Sayısal Fotoğrafa Giriş Dersi 3. Ünite Özet
Sayısal Fotoğraf Makineleri
- Özet
- Sorularla Öğrenelim
Sayısal Fotoğraf Makinelerinin Çalışma Prensipleri
Fotoğraf makinesinin 100 yıllık geçmişi yanında sayısal fotoğraf makinesinin geçmişi çok yenidir. İlk başlarda sadece sayısal algılayıcılar üretip onları mevcut modellerine uyarlayarak sayısal fotoğraf makineleri haline getiren üreticiler daha sonra gelişen teknoloji ve düşen maliyetler ile birlikte baştan aşağı sayısal fotoğrafçılık için üretilmiş makinelere geçmişlerdir.
Film kullanan makineler ile karşılaştırıldıklarında çok benzer formlara sahip olanları mevcuttur. Fakat film kullanan makineler kıyasla çok daha küçük boyutlarda olanları da vardır. Sonuçta öyle ya da böyle dış görünüşler açısında farklılık ya da benzerlik gösterseler de göstermeseler de çalışma sistemleri, makineyi oluşturan temel bileşenleri, açısında birbirlerine çok benzerdir.
Aralarındaki en önemli fark geleneksel makinelerin filmli olan kısımlarının yerinde, sayısal fotoğraf makinelerinde algılayıcıların olmasıdır.
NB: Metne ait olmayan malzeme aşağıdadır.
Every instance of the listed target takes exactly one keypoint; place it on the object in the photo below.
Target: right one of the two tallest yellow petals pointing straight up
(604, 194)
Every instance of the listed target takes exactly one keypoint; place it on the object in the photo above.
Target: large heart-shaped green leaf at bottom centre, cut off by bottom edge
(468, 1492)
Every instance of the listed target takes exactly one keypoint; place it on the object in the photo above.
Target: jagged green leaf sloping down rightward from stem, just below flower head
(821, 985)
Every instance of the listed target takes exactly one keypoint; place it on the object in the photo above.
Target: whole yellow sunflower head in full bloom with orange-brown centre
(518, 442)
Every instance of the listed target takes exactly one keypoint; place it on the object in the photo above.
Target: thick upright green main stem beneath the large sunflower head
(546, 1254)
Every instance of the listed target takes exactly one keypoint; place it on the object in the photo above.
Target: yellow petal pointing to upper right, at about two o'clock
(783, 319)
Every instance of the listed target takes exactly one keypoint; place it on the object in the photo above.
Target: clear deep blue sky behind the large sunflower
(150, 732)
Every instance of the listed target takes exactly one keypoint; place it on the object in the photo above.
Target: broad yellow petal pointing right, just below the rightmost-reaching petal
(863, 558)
Bu bağlamda film kimyasal bir süreç gözetirken algılayıcı üzerine düşen ışığı elektrik sinyallerine dönüştürür, bu şekilde görüntüyü işler ve kayıt eder. Bu süreç aynı zamanda çekilen fotoğrafın bazı makinelerin arkasında bulunan ekranlar yardımı ile anında görüntülenmesine de olanak sağlar.
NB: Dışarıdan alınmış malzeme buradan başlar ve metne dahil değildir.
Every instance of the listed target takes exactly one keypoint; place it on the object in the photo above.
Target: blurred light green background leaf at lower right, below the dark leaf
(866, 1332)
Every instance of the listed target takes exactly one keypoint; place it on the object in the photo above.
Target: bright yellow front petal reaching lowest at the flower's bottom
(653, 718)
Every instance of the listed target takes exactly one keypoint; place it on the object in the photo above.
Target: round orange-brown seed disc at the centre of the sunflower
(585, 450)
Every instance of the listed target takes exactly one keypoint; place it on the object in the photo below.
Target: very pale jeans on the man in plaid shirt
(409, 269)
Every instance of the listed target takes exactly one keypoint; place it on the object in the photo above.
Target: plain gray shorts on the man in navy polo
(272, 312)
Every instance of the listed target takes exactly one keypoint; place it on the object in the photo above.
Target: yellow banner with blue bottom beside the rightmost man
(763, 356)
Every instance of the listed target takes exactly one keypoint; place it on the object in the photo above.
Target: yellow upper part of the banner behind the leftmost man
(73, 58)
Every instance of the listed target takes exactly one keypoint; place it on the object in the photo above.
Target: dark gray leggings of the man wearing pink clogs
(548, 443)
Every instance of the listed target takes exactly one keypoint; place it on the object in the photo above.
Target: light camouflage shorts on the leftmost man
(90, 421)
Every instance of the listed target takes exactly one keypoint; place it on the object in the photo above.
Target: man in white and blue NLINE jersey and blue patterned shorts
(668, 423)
Sayısal fotoğraf makineleri ile bir fotoğrafın çekilmesini bir süreç olarak ele alacak olursak, ilk aşama çekim düğmesine basılmasıdır. Bu düğmeye basıldıktan sonra ise objektiften geçen ışığın, algılayıcı üzerine düşmesi ve bu düşen ışığın elektrik sinyalleri aracılığı ile görüntüye dönüştürülmesi süreçleri gelir. Oluşturulan bu görüntü sayısal veriler halinde elektronik bellek kartlarında saklanır. Bu aşamalarda ön plana çıkan bazı fotoğraf makinesi bileşenleri incelemek gerekir.
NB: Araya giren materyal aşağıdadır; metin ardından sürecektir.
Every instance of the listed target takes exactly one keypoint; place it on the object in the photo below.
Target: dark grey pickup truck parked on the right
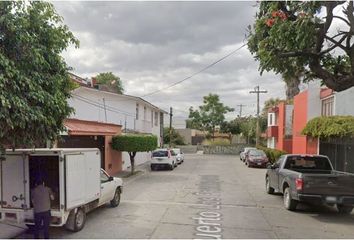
(310, 178)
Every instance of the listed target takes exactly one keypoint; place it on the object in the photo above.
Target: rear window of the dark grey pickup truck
(308, 162)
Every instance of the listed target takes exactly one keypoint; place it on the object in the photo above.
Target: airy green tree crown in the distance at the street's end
(209, 115)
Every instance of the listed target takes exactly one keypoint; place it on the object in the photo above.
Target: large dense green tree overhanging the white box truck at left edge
(34, 81)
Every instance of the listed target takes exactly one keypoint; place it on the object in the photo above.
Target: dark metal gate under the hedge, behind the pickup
(340, 151)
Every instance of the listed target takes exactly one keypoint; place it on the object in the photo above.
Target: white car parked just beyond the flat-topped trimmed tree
(162, 158)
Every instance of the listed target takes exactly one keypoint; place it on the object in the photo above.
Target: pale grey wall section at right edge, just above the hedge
(344, 102)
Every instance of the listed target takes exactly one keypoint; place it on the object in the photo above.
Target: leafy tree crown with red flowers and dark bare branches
(310, 38)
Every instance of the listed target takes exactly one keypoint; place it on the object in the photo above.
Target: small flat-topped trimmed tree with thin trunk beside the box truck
(133, 144)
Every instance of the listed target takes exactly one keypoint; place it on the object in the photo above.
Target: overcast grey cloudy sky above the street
(151, 45)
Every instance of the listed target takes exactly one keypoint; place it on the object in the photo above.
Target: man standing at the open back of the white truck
(41, 196)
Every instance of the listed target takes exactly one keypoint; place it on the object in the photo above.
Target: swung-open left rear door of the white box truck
(14, 182)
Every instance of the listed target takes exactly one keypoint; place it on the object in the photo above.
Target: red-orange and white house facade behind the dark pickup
(313, 102)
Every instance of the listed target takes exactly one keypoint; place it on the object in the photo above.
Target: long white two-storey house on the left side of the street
(133, 113)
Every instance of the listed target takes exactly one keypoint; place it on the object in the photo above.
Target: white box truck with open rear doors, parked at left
(74, 175)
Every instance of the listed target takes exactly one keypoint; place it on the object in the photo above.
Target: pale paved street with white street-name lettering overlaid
(208, 196)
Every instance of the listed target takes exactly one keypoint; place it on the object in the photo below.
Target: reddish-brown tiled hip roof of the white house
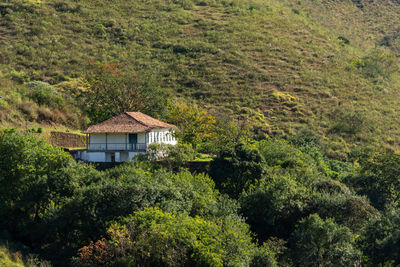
(129, 122)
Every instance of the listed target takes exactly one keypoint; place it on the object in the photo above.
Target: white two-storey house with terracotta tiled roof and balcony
(122, 137)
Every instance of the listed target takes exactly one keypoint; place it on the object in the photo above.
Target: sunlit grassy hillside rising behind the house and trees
(280, 65)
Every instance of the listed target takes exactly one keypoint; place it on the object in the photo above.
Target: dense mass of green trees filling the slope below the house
(290, 208)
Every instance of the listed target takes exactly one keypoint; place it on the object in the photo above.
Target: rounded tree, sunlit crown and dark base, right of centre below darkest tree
(274, 206)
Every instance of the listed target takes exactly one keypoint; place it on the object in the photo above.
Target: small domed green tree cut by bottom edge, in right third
(318, 242)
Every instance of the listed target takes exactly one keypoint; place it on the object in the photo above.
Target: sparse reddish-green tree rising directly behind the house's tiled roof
(112, 91)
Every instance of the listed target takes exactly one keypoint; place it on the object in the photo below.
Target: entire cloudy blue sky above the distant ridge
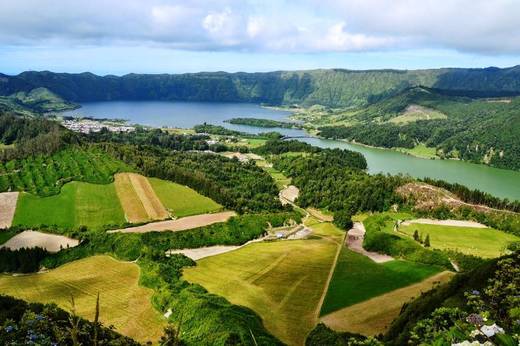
(176, 36)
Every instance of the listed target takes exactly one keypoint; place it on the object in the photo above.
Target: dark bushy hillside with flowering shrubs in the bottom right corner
(442, 316)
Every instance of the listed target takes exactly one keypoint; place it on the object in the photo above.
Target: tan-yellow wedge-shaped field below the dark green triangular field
(375, 315)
Objektif, görüntüyü algılayıcı üzerine odaklayan, fotoğraf makinesi gövdesinde sabit ya da çıkarılıp takılabilir şekilde bulunan, bir ya da daha fazla mercekten oluşan optik düzenektir. Objektif, geleneksel ve sayısal fotoğraf makinelerinde aynı şekilde işlese de sonuçları açısından farklılık taşımaktadır. Bu farklılık tam çerçeve algılayıcıların haricindeki algılayıcıların boyutlarının 35 mm filme göre küçük olması sebebiyle ortaya çıkar. Üreticilerin bazıları hem geleneksel hem de sayısal fotoğraf makineleri üzerinde kullanılabilecek tek tip objektif ürettikleri gibi her iki tür için ayrı objektifler de üreten üreticiler de mevcuttur.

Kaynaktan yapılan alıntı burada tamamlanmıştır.